Gern vorab die Entstehung der Möhrenkrise in Berlin lesen 😉

Die verantwortlichen Politiker von Berlin waren erfahrene Sozialdemokraten. Nach dem letzten Krieg hatten sie durch sozialen Möhrenanbau von staatlichen Möhrenbauern und geförderten privaten Möhrenanbau mit Möhrenpreisbindung den Wohnungsmarkt im zerbombten Berlin ins Gleichgewicht gebaucht. Aufgrund der aufgeheizten Stimmung der Bürger, entschieden sie sich, den einfachen und schnellen Weg der Einführung einer generellen Möhrenpreisbremse zu gehen. Da der Möhrenanbau in den guten Jahren des Überschusses ja auch immer komplizierter geworden war, trauten sich die wenigen verbliebenen staatlichen Möhrenbauern auch nicht einfach so zu, schnell neue Möhrenfelder zu erschließen. Möhrenanbau war ein sehr, sehr kompliziertes Unterfangen geworden, mit viel zu viel Möhrenbaurecht. Das würde viel Zeit und Geld kosten. Beides wollten die Sozialdemokraten nicht bereitstellen.

Zur Überraschung der Sozialdemokraten, verschärfte sich nach der Einführung der Möhrenpreisbremse die Möhrenkrise weiter. Bauern fingen an, noch mehr Möhrensalat und geschnittene Möhren zu verkaufen, weil diese nicht der Preisbindung unterlagen und besondern bei Touristen nachgefragt wurde. Aber immer mehr Menschen strömten nach Berlin – nun nicht mehr nur wegen den günstigen Möhren, sondern auch wegen den vielen Arbeitsplätzen, die im Tourismus und anderen Industrien in Berlin entstanden waren.

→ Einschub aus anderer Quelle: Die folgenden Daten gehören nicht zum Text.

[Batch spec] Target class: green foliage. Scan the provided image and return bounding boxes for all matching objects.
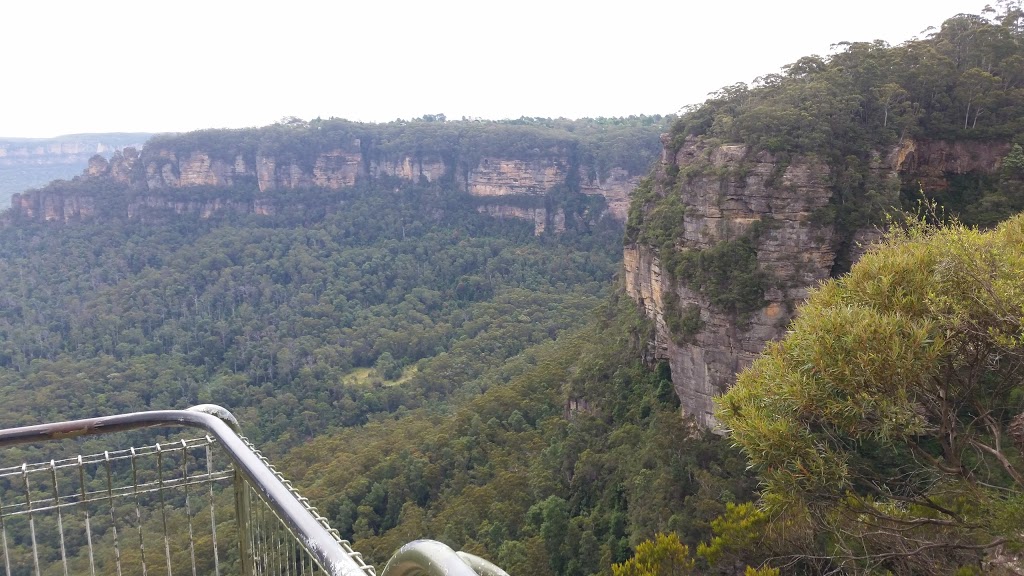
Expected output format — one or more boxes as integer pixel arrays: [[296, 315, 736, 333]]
[[662, 293, 703, 343], [665, 234, 770, 315], [611, 533, 694, 576], [717, 216, 1024, 574], [651, 2, 1024, 264], [284, 298, 754, 576]]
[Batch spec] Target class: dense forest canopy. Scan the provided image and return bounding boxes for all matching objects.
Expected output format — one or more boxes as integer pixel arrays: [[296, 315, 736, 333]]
[[0, 118, 754, 576], [627, 1, 1024, 258], [9, 2, 1024, 576]]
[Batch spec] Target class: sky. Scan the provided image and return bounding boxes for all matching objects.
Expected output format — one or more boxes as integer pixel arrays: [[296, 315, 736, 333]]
[[0, 0, 985, 137]]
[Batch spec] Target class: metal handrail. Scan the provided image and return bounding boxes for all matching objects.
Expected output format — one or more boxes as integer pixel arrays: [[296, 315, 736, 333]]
[[381, 540, 509, 576], [0, 405, 374, 576]]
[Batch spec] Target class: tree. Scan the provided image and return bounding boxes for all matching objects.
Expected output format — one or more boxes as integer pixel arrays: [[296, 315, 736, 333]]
[[611, 533, 694, 576], [717, 215, 1024, 574]]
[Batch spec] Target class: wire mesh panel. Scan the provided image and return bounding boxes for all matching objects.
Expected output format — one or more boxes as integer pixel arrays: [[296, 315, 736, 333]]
[[239, 439, 375, 576], [0, 407, 375, 576], [0, 437, 239, 576]]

Die Neu- und Altbürger wurden immer verärgerter über die Möhrenkrise und die Politiker. Und so führten die Sozialdemokraten ein Zweckentfremdungsverbot für Möhren ein. Bauern wurde es unter Strafe verboten, ihre Möhren in Scheiben an Touristen zu verkaufen. Für ein paar Tage waren wieder mehr Möhren verfügbar. Doch die möhrenhungrigen Berliner saugten dieses einmalige Angebot schnell auf. Viele warteten schon lange auf bessere Möhren.

Die Möhrenkrise war danach stärker als je zuvor. Linke und Grüne Politiker nutzen die Gunst der Stunde. Sie erklärten die Möhrenbauern zum neuen Feindbild der Berliner. Sie nannten die Bauern Möhrenhaie und die Händler die auf dem Markt fremde Möhren anboten, „Möhrenspekulanten“. Geld mit Möhren zu verdienen wurde geächtet.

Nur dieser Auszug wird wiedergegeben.